Five Reasons to Hate Thailand

By Eric Paul S. Sevencruz, CSsR (in Thailand)

Having stayed in Thailand for a month I have gotten five reasons to hate it.

Here’s why:


Transactions are too easy. Applying for a visa took me only 20 minutes tops. I just submitted my form, filled out some missing information, paid and presto finished! Entering their country was a breeze. There was no interrogation unlike when I left the Philippines that we had go through a grueling question and answer portion. Even getting my work permit didn’t have much fuss. They just looked at me in person, signed few forms and paid.


Food is really good. For a health buff like me, or so I think myself to be, Thailand is not a good place. Every corner offers a variety of sumptuous delicacies. Sometimes a dish can have all 5 flavors in one: sweet, sour, salty, bitter and spicy. And if spicy food is your weakness, you might as well cross this country off your list. They have several degrees of spiciness, ranging from scalp-tingling to impossibly consumable spicyliciosness. So I am always drench in sweat every time I eat.


Makes me feel at home. The weather, the people (unless when they talk) certain aspects of their culture is very much closer to home. Nong Khai, the place where I am stationed as of writing, is like living in Bukidnon. Adjusting to my novel location was not difficult at all. People are friendly too and they very much accommodate me should I need help or assistance. Now, I still am waiting for home sickness bug to bite me.


Their language is like a song. Thai is a tonal language. So even if we Romanize their words, it still makes more sense when you hear it said. Otherwise, you’d end up confusing them. Often times one word are spelled the same way but read differently. A slight shift in tone can shift the meaning of your thoughts too from innocent to something naughty. But even for a music lover like me, learning their language can be a hair-splitting experience. Darn, I have lots of split-ends now.
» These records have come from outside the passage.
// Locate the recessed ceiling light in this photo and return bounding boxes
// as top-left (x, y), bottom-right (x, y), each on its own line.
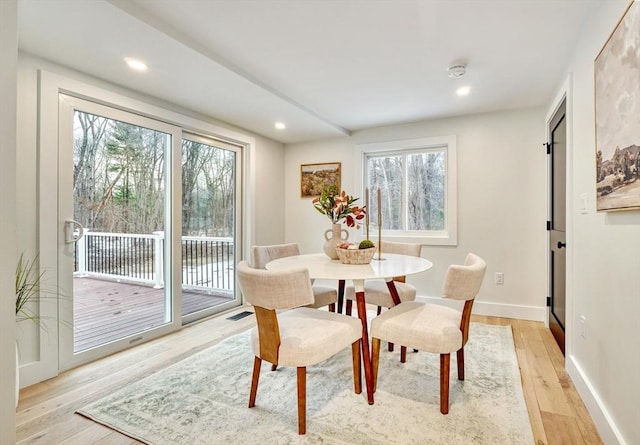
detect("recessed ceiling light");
top-left (124, 57), bottom-right (148, 72)
top-left (456, 86), bottom-right (471, 96)
top-left (274, 122), bottom-right (286, 130)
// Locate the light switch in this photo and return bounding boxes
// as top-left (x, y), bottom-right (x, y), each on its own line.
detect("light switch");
top-left (580, 193), bottom-right (588, 214)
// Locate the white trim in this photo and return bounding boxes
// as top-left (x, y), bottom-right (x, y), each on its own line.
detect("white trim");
top-left (415, 295), bottom-right (547, 322)
top-left (566, 356), bottom-right (627, 445)
top-left (354, 135), bottom-right (457, 246)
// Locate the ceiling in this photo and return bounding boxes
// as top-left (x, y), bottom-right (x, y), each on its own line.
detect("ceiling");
top-left (17, 0), bottom-right (599, 144)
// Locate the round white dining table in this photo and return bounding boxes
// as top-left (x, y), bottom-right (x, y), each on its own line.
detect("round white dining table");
top-left (266, 253), bottom-right (433, 405)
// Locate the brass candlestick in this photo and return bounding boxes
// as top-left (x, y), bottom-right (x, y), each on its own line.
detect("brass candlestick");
top-left (375, 188), bottom-right (384, 261)
top-left (365, 187), bottom-right (370, 241)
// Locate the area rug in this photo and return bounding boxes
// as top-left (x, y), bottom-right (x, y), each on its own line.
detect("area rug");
top-left (77, 323), bottom-right (534, 444)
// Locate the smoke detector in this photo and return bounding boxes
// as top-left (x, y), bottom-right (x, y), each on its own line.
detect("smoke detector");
top-left (447, 64), bottom-right (466, 79)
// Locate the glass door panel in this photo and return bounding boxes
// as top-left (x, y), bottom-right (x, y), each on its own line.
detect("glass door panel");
top-left (59, 95), bottom-right (181, 369)
top-left (181, 135), bottom-right (238, 320)
top-left (72, 110), bottom-right (171, 352)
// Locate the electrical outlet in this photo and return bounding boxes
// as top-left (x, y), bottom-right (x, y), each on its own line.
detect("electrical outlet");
top-left (494, 272), bottom-right (504, 285)
top-left (580, 315), bottom-right (587, 339)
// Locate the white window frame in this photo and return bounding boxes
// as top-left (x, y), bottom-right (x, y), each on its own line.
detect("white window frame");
top-left (354, 136), bottom-right (457, 246)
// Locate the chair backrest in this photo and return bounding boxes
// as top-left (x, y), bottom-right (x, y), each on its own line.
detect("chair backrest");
top-left (441, 253), bottom-right (487, 301)
top-left (250, 243), bottom-right (301, 269)
top-left (380, 241), bottom-right (422, 282)
top-left (381, 240), bottom-right (422, 257)
top-left (237, 260), bottom-right (314, 309)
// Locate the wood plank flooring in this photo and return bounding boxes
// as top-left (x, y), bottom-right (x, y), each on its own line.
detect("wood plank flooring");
top-left (73, 277), bottom-right (233, 351)
top-left (15, 309), bottom-right (602, 444)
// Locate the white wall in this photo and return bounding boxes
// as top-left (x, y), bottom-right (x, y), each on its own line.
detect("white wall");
top-left (252, 137), bottom-right (286, 245)
top-left (285, 107), bottom-right (547, 320)
top-left (0, 1), bottom-right (18, 442)
top-left (560, 1), bottom-right (639, 444)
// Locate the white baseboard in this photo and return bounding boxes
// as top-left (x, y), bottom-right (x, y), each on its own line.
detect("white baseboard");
top-left (415, 295), bottom-right (546, 322)
top-left (566, 356), bottom-right (627, 445)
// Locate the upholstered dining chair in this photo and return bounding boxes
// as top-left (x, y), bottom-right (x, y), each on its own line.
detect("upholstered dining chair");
top-left (236, 261), bottom-right (362, 435)
top-left (343, 240), bottom-right (422, 353)
top-left (343, 240), bottom-right (423, 316)
top-left (251, 243), bottom-right (338, 311)
top-left (370, 253), bottom-right (486, 414)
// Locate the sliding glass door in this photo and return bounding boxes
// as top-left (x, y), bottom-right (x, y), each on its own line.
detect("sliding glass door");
top-left (57, 96), bottom-right (241, 369)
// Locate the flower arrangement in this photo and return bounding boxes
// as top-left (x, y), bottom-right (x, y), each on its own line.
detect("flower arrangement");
top-left (312, 185), bottom-right (366, 228)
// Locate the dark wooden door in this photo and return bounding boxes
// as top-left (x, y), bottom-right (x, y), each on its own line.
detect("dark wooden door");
top-left (548, 98), bottom-right (567, 354)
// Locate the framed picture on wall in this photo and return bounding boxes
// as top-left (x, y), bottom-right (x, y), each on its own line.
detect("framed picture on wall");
top-left (594, 0), bottom-right (640, 211)
top-left (300, 162), bottom-right (341, 198)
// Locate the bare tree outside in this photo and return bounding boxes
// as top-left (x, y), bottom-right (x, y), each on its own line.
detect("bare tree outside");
top-left (73, 111), bottom-right (236, 237)
top-left (181, 139), bottom-right (235, 237)
top-left (367, 149), bottom-right (445, 231)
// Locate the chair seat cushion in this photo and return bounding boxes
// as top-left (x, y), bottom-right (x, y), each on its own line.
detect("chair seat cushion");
top-left (251, 307), bottom-right (361, 367)
top-left (371, 301), bottom-right (463, 353)
top-left (344, 280), bottom-right (416, 308)
top-left (305, 285), bottom-right (337, 309)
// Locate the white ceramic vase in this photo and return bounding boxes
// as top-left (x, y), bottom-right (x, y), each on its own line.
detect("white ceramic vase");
top-left (323, 223), bottom-right (348, 259)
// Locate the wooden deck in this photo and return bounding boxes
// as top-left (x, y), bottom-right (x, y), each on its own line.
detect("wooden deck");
top-left (73, 277), bottom-right (234, 352)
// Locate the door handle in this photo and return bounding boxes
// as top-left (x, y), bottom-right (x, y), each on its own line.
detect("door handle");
top-left (64, 219), bottom-right (85, 244)
top-left (557, 241), bottom-right (566, 249)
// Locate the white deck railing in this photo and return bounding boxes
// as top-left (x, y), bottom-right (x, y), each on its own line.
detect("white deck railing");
top-left (75, 230), bottom-right (235, 292)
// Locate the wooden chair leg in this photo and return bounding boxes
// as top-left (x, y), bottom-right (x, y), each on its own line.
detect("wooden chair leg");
top-left (372, 337), bottom-right (381, 392)
top-left (400, 346), bottom-right (407, 363)
top-left (388, 342), bottom-right (394, 352)
top-left (337, 280), bottom-right (345, 313)
top-left (328, 303), bottom-right (336, 312)
top-left (352, 340), bottom-right (362, 394)
top-left (271, 364), bottom-right (277, 371)
top-left (345, 299), bottom-right (353, 316)
top-left (297, 367), bottom-right (306, 435)
top-left (376, 305), bottom-right (382, 315)
top-left (457, 347), bottom-right (465, 380)
top-left (440, 353), bottom-right (450, 414)
top-left (249, 356), bottom-right (262, 408)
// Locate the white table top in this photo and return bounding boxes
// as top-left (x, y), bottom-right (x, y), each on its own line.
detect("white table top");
top-left (265, 253), bottom-right (432, 281)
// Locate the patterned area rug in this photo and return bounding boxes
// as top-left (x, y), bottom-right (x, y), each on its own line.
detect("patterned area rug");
top-left (77, 322), bottom-right (534, 444)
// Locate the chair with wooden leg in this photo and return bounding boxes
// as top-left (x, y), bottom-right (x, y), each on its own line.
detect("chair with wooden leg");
top-left (236, 260), bottom-right (362, 435)
top-left (370, 253), bottom-right (486, 414)
top-left (251, 243), bottom-right (338, 311)
top-left (343, 241), bottom-right (422, 355)
top-left (344, 240), bottom-right (422, 313)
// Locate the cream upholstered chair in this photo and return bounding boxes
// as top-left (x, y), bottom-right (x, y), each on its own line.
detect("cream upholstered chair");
top-left (370, 253), bottom-right (487, 414)
top-left (236, 261), bottom-right (362, 435)
top-left (251, 243), bottom-right (338, 311)
top-left (343, 240), bottom-right (423, 316)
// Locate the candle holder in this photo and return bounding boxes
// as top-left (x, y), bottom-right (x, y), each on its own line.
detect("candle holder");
top-left (374, 188), bottom-right (385, 261)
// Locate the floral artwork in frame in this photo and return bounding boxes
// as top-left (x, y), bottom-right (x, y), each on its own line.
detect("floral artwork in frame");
top-left (594, 1), bottom-right (640, 211)
top-left (300, 162), bottom-right (341, 198)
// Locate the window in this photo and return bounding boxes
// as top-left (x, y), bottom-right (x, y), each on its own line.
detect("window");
top-left (356, 136), bottom-right (457, 245)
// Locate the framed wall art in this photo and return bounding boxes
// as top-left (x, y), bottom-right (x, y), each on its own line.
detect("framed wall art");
top-left (594, 1), bottom-right (640, 211)
top-left (300, 162), bottom-right (341, 198)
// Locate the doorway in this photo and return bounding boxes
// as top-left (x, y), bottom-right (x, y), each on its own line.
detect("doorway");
top-left (548, 98), bottom-right (567, 354)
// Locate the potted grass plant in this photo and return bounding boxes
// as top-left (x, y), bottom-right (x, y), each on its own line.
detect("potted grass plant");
top-left (14, 253), bottom-right (46, 408)
top-left (15, 253), bottom-right (46, 323)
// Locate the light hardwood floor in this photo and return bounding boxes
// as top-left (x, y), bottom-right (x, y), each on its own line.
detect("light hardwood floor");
top-left (15, 308), bottom-right (602, 444)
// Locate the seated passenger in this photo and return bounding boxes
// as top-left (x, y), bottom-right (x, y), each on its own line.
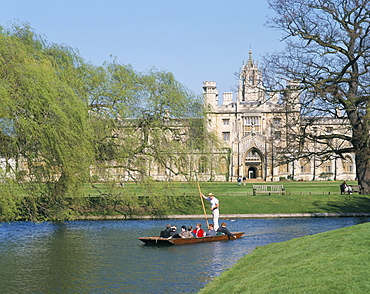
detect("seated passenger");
top-left (206, 224), bottom-right (216, 236)
top-left (169, 226), bottom-right (181, 238)
top-left (180, 225), bottom-right (193, 238)
top-left (216, 222), bottom-right (236, 238)
top-left (192, 223), bottom-right (205, 237)
top-left (188, 226), bottom-right (196, 237)
top-left (160, 224), bottom-right (171, 238)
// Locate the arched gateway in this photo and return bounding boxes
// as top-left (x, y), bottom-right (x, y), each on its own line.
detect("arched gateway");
top-left (244, 148), bottom-right (263, 179)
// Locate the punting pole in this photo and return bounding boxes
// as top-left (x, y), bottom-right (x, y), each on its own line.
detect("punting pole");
top-left (194, 170), bottom-right (209, 228)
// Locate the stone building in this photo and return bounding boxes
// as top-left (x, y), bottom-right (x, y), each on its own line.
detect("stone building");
top-left (203, 51), bottom-right (356, 182)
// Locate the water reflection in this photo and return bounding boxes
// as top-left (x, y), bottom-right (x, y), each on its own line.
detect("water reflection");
top-left (0, 217), bottom-right (368, 293)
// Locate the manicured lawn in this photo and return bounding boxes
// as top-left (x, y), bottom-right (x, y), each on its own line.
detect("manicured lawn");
top-left (199, 221), bottom-right (370, 293)
top-left (82, 181), bottom-right (370, 215)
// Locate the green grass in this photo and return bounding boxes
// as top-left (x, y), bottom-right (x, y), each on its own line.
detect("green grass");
top-left (82, 181), bottom-right (370, 215)
top-left (199, 221), bottom-right (370, 293)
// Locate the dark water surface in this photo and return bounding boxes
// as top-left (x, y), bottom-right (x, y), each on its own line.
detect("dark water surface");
top-left (0, 217), bottom-right (368, 293)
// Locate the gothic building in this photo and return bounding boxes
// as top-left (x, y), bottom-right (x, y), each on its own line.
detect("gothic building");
top-left (203, 51), bottom-right (356, 182)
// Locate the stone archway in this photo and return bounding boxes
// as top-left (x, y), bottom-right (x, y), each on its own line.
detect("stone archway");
top-left (248, 167), bottom-right (257, 179)
top-left (243, 147), bottom-right (263, 179)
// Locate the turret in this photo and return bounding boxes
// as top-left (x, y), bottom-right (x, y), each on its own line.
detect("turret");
top-left (284, 80), bottom-right (301, 111)
top-left (203, 81), bottom-right (218, 110)
top-left (223, 92), bottom-right (233, 105)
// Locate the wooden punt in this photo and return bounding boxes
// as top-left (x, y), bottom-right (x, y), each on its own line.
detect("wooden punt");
top-left (138, 232), bottom-right (244, 245)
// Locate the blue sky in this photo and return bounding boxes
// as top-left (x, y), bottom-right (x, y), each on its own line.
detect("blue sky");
top-left (0, 0), bottom-right (285, 96)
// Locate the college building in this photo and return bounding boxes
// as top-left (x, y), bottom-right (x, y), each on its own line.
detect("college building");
top-left (203, 51), bottom-right (356, 182)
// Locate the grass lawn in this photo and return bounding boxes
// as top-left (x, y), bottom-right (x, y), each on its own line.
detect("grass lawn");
top-left (199, 221), bottom-right (370, 293)
top-left (82, 181), bottom-right (370, 215)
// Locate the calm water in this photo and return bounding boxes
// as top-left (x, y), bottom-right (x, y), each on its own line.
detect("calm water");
top-left (0, 217), bottom-right (368, 293)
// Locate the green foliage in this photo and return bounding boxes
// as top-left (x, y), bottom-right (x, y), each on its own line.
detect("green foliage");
top-left (0, 23), bottom-right (93, 220)
top-left (86, 59), bottom-right (210, 181)
top-left (0, 23), bottom-right (215, 221)
top-left (0, 179), bottom-right (24, 221)
top-left (265, 0), bottom-right (370, 193)
top-left (76, 181), bottom-right (370, 217)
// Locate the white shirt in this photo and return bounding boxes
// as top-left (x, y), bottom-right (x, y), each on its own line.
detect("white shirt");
top-left (207, 197), bottom-right (219, 210)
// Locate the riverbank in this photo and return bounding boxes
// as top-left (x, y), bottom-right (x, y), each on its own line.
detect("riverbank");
top-left (3, 181), bottom-right (368, 222)
top-left (73, 212), bottom-right (370, 220)
top-left (82, 181), bottom-right (370, 217)
top-left (199, 221), bottom-right (370, 293)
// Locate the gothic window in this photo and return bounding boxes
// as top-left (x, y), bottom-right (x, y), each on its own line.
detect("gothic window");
top-left (274, 131), bottom-right (281, 140)
top-left (218, 157), bottom-right (228, 174)
top-left (342, 156), bottom-right (353, 173)
top-left (199, 157), bottom-right (208, 173)
top-left (244, 116), bottom-right (260, 126)
top-left (177, 156), bottom-right (188, 172)
top-left (300, 159), bottom-right (310, 173)
top-left (245, 149), bottom-right (261, 162)
top-left (222, 132), bottom-right (230, 142)
top-left (279, 163), bottom-right (288, 173)
top-left (222, 119), bottom-right (230, 126)
top-left (157, 163), bottom-right (165, 174)
top-left (324, 161), bottom-right (331, 173)
top-left (273, 118), bottom-right (281, 125)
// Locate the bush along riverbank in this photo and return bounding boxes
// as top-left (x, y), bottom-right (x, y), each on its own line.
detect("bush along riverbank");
top-left (199, 221), bottom-right (370, 293)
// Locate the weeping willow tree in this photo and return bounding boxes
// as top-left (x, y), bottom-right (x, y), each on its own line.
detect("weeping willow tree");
top-left (83, 60), bottom-right (217, 215)
top-left (0, 23), bottom-right (217, 219)
top-left (86, 60), bottom-right (214, 183)
top-left (0, 23), bottom-right (93, 221)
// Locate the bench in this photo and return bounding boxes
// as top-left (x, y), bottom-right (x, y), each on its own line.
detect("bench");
top-left (253, 185), bottom-right (285, 196)
top-left (340, 184), bottom-right (363, 195)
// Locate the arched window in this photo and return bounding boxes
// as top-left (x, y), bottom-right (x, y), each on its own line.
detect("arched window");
top-left (279, 156), bottom-right (288, 173)
top-left (342, 156), bottom-right (353, 173)
top-left (199, 157), bottom-right (208, 173)
top-left (245, 148), bottom-right (262, 162)
top-left (177, 156), bottom-right (188, 173)
top-left (218, 157), bottom-right (228, 174)
top-left (279, 163), bottom-right (288, 173)
top-left (324, 160), bottom-right (332, 173)
top-left (300, 159), bottom-right (310, 173)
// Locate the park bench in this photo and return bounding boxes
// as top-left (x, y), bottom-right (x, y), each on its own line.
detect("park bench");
top-left (340, 184), bottom-right (363, 195)
top-left (253, 185), bottom-right (285, 196)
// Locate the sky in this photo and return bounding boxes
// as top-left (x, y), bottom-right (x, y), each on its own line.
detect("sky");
top-left (0, 0), bottom-right (285, 97)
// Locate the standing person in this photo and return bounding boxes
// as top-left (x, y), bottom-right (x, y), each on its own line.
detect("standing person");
top-left (201, 192), bottom-right (219, 230)
top-left (217, 222), bottom-right (236, 238)
top-left (243, 176), bottom-right (247, 186)
top-left (237, 176), bottom-right (242, 186)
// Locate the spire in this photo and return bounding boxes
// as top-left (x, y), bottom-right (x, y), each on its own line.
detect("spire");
top-left (247, 49), bottom-right (254, 67)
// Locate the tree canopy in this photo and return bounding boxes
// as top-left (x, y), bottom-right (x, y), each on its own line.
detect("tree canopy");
top-left (0, 23), bottom-right (210, 221)
top-left (264, 0), bottom-right (370, 193)
top-left (85, 58), bottom-right (209, 182)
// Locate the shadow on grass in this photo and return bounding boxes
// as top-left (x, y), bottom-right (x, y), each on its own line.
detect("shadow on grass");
top-left (313, 195), bottom-right (370, 213)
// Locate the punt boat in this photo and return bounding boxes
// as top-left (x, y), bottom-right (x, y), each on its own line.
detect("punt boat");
top-left (138, 232), bottom-right (244, 245)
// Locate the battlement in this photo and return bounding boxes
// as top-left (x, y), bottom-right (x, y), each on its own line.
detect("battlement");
top-left (203, 81), bottom-right (217, 88)
top-left (223, 92), bottom-right (233, 104)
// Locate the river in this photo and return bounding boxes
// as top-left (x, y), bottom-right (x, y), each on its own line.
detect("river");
top-left (0, 217), bottom-right (368, 293)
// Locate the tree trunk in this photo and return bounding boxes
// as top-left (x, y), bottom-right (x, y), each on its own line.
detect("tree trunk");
top-left (355, 147), bottom-right (370, 195)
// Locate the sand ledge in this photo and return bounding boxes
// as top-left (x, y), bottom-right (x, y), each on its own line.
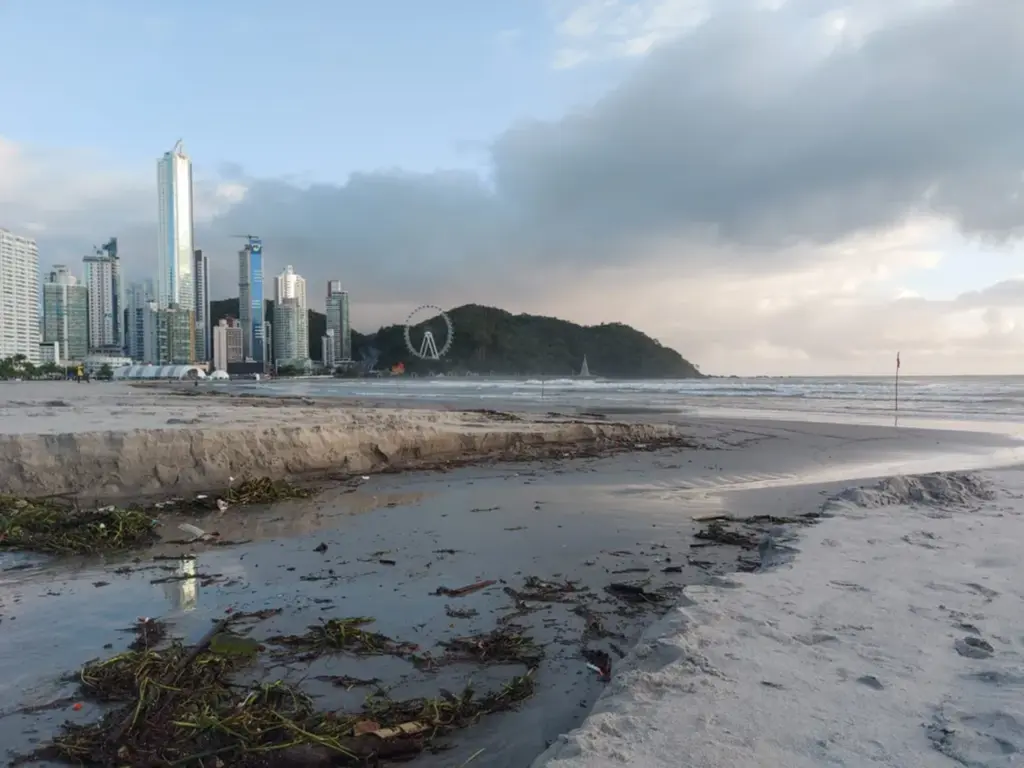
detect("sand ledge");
top-left (0, 413), bottom-right (685, 499)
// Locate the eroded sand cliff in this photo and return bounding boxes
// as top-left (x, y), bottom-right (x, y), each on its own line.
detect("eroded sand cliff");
top-left (0, 382), bottom-right (684, 498)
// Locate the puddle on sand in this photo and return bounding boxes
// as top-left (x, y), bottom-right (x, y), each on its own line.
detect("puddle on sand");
top-left (0, 455), bottom-right (749, 768)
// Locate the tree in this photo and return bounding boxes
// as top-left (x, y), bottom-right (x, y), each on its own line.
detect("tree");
top-left (96, 363), bottom-right (114, 381)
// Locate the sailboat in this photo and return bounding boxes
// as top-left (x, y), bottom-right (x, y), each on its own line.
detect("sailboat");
top-left (577, 355), bottom-right (595, 378)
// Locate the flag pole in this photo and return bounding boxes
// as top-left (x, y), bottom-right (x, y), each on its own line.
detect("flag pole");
top-left (894, 351), bottom-right (900, 427)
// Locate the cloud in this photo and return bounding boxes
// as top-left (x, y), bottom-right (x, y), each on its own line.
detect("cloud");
top-left (1, 0), bottom-right (1023, 374)
top-left (551, 0), bottom-right (714, 66)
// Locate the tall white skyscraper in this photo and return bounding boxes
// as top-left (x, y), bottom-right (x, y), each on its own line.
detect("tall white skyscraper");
top-left (0, 228), bottom-right (40, 362)
top-left (273, 265), bottom-right (309, 364)
top-left (156, 141), bottom-right (195, 315)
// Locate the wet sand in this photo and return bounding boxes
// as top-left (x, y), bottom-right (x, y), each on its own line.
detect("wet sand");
top-left (1, 419), bottom-right (1020, 766)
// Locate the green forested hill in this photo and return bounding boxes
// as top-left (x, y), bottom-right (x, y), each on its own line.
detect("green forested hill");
top-left (209, 300), bottom-right (702, 378)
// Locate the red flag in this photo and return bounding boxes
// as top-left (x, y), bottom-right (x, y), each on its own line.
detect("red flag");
top-left (896, 352), bottom-right (901, 370)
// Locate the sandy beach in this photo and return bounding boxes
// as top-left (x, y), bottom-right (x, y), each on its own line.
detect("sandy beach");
top-left (534, 468), bottom-right (1024, 768)
top-left (1, 381), bottom-right (1023, 767)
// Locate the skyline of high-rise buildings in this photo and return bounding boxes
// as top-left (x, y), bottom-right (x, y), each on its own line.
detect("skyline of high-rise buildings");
top-left (0, 140), bottom-right (359, 372)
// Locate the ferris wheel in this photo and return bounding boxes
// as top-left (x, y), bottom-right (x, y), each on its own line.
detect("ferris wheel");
top-left (404, 305), bottom-right (454, 360)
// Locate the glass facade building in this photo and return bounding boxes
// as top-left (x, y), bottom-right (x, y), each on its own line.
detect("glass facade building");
top-left (156, 141), bottom-right (195, 361)
top-left (238, 238), bottom-right (265, 364)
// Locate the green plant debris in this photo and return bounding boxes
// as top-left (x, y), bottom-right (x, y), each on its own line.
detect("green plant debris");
top-left (224, 476), bottom-right (313, 506)
top-left (0, 476), bottom-right (313, 556)
top-left (363, 670), bottom-right (537, 734)
top-left (267, 617), bottom-right (419, 660)
top-left (76, 641), bottom-right (252, 703)
top-left (27, 627), bottom-right (537, 767)
top-left (0, 497), bottom-right (159, 555)
top-left (440, 626), bottom-right (544, 666)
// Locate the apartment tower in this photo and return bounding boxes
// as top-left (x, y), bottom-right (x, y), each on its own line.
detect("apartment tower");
top-left (125, 280), bottom-right (155, 362)
top-left (325, 280), bottom-right (352, 364)
top-left (212, 317), bottom-right (244, 372)
top-left (273, 265), bottom-right (308, 365)
top-left (43, 265), bottom-right (88, 362)
top-left (193, 249), bottom-right (210, 361)
top-left (0, 228), bottom-right (40, 362)
top-left (83, 238), bottom-right (121, 351)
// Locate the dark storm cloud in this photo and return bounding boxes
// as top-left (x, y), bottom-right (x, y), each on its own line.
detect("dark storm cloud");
top-left (494, 0), bottom-right (1024, 250)
top-left (195, 0), bottom-right (1024, 296)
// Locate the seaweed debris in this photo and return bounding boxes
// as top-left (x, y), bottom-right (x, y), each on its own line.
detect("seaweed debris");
top-left (0, 497), bottom-right (159, 555)
top-left (164, 476), bottom-right (313, 514)
top-left (439, 625), bottom-right (544, 666)
top-left (267, 617), bottom-right (418, 660)
top-left (694, 520), bottom-right (761, 549)
top-left (224, 476), bottom-right (313, 507)
top-left (509, 576), bottom-right (584, 603)
top-left (0, 476), bottom-right (312, 555)
top-left (25, 618), bottom-right (537, 767)
top-left (363, 670), bottom-right (536, 734)
top-left (604, 581), bottom-right (668, 604)
top-left (76, 636), bottom-right (251, 704)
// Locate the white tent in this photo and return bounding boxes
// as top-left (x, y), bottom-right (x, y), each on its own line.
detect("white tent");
top-left (112, 365), bottom-right (208, 380)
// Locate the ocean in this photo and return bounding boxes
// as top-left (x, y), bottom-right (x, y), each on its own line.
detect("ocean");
top-left (228, 375), bottom-right (1024, 430)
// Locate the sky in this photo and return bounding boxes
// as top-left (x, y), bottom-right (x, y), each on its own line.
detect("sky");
top-left (1, 0), bottom-right (1022, 376)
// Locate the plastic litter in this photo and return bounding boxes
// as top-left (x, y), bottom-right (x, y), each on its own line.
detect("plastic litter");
top-left (178, 523), bottom-right (208, 541)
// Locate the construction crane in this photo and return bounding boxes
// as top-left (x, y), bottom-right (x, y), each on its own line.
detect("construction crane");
top-left (230, 234), bottom-right (262, 251)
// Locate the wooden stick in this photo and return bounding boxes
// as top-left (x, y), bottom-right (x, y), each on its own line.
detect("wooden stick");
top-left (894, 351), bottom-right (901, 427)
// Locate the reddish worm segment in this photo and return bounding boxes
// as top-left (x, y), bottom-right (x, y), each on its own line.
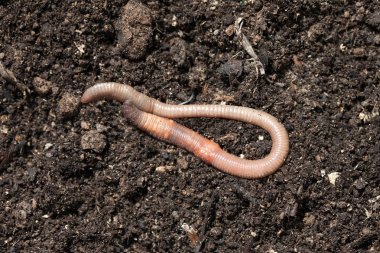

It pushed me to pray harder. Prayer has always been integral to my life as a religious. But here in Thailand, I had to do some more extra! (if there is such a thing as quantifying prayers). Studying the Thai language requires me to go to school which is quite far from the house. At first I thought I can ride a bicycle going there but it IS really far. So the only option left for me is to use a motorcycle which I haven’t actually done in recent memory and at that kind of distance. But as they say, “Desperate times call for desperate measure!” So I practiced riding the motorcycle Wednesday afternoon so I can drive myself to school the next day. On my first day of driving, I lost count how many decades of Hail Marys I prayed with an extra Our Father on every intersection and road curve. Thank God I’m still in one piece to this date. And I want to keep it that way. Thanks Mama Mary!

For now, I continue to be out there. Go where there are opportunities for me to experience their culture and their mission and perhaps discover even other reasons to “hate” them more. I need to be constantly open to every new experiences I find myself in and not getting to anxious on making mistakes or being laughed at. Along the way, I am sure, there will be a lot of booboos, awkward situations, even difficulties. But I came here with my mind set to go on a mission travel marathon or missiotravelathon as I call it. Take things slow but consistently moving onwards and taking each opportunity to witness to the Gospel and discover more of myself too. I know there will be rough roads ahead but they are unique ways of learning. In fact they are the once that leave lasting impression. Indeed, my stay here makes me hate Thailand because all these five reasons cannot stop me from beaming with joy in the Land of Smiles. Shalom!